How to Gain Your Freedom With Your Career

If you become really good at what you do in a career with a compounding effect, you can’t help but become a unique asset — you become irreplaceable. And when you get there, you have more freedom and control over your career and your life — which contributes significantly to your levels of satisfaction.

Competition is for losers.

– Peter Thiel (Co-founder of Paypal and Palantir)

[Source: Speech at Stanford]

By adopting an action bias and finding a unique skill that takes advantage of your natural abilities, you’ll be able to beat the competition completely.  Robert Greene (author of The 48 Laws of Power) made this observation:

I was a little worried that young people would think the only game was being political and manipulative when really the bigger game is being so good at what you do that nobody can argue with your results.
[Source: The Guardian]

While it’s important to understand the intentions of others and be persuasive when communicating your ideas, the main focus should always be to excel at what you do.
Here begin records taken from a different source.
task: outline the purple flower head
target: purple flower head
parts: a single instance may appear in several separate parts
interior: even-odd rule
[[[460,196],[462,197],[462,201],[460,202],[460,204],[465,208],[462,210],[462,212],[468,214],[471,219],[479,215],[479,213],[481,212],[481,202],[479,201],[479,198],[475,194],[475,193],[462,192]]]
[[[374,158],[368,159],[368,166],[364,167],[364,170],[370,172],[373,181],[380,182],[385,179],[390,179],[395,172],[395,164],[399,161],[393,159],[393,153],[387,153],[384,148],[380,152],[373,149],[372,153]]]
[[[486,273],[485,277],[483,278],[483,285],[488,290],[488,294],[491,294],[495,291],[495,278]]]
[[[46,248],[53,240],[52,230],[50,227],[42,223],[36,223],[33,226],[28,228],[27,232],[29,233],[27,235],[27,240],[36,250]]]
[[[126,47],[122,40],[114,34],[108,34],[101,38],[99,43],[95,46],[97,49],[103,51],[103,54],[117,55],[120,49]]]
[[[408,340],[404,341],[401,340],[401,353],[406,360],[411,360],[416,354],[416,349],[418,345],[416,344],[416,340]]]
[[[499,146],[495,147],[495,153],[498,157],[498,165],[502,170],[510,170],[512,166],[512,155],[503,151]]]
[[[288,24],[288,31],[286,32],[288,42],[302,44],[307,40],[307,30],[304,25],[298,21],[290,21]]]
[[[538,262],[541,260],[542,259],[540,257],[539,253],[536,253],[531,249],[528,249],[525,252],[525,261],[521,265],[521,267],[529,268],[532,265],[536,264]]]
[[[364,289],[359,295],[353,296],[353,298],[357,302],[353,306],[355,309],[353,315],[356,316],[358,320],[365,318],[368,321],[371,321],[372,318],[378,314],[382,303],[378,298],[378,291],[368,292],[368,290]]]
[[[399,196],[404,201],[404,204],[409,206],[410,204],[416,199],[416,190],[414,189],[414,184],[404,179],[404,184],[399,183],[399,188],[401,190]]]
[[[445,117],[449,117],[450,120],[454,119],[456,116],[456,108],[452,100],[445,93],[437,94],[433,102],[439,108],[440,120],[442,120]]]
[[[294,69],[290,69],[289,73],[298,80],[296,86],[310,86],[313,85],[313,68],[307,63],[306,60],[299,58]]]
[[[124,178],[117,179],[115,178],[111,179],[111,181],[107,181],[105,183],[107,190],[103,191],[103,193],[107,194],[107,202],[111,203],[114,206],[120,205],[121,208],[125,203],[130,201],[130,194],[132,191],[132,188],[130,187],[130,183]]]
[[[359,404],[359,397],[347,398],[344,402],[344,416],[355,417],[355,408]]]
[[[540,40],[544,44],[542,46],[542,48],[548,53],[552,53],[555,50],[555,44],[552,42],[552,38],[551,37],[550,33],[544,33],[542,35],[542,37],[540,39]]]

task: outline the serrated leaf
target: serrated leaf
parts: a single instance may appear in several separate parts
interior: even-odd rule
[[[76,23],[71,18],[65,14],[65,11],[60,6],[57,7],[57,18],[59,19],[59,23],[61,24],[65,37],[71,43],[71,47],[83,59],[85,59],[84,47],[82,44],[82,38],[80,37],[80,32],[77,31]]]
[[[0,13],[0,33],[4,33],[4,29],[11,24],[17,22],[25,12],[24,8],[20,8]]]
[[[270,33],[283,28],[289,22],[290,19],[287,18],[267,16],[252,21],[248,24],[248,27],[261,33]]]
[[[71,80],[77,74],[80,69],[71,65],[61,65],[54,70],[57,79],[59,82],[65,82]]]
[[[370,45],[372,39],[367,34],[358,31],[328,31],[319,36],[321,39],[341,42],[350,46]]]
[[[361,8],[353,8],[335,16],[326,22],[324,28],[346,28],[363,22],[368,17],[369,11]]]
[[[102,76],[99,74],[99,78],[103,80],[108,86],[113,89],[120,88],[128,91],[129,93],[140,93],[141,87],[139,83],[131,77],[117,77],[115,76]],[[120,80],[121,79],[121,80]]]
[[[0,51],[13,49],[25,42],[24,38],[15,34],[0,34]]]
Not only will this give you an edge over others, but it will also give you freedom in your career and the ability to focus on other interests and passions as you grow.

Do What’s in Your Path With Passion, Don’t Follow Your Passion

To end this article, I want to leave you with a quote from Steve Jobs which influenced me the most to transition from the self-centered view of the passion mindset to the service-centered view of the craftsman mindset:

There’s lots of ways to be, as a person. And some people express their deep appreciation in different ways. But one of the ways that I believe people express their appreciation to the rest of humanity is to make something wonderful and put it out there.

And you never meet the people. You never shake their hands. You never hear their story or tell yours. But somehow, in the act of making something with a great deal of care and love, something’s transmitted there.

And it’s a way of expressing to the rest of our species our deep appreciation. So we need to be true to who we are and remember what’s really important to us.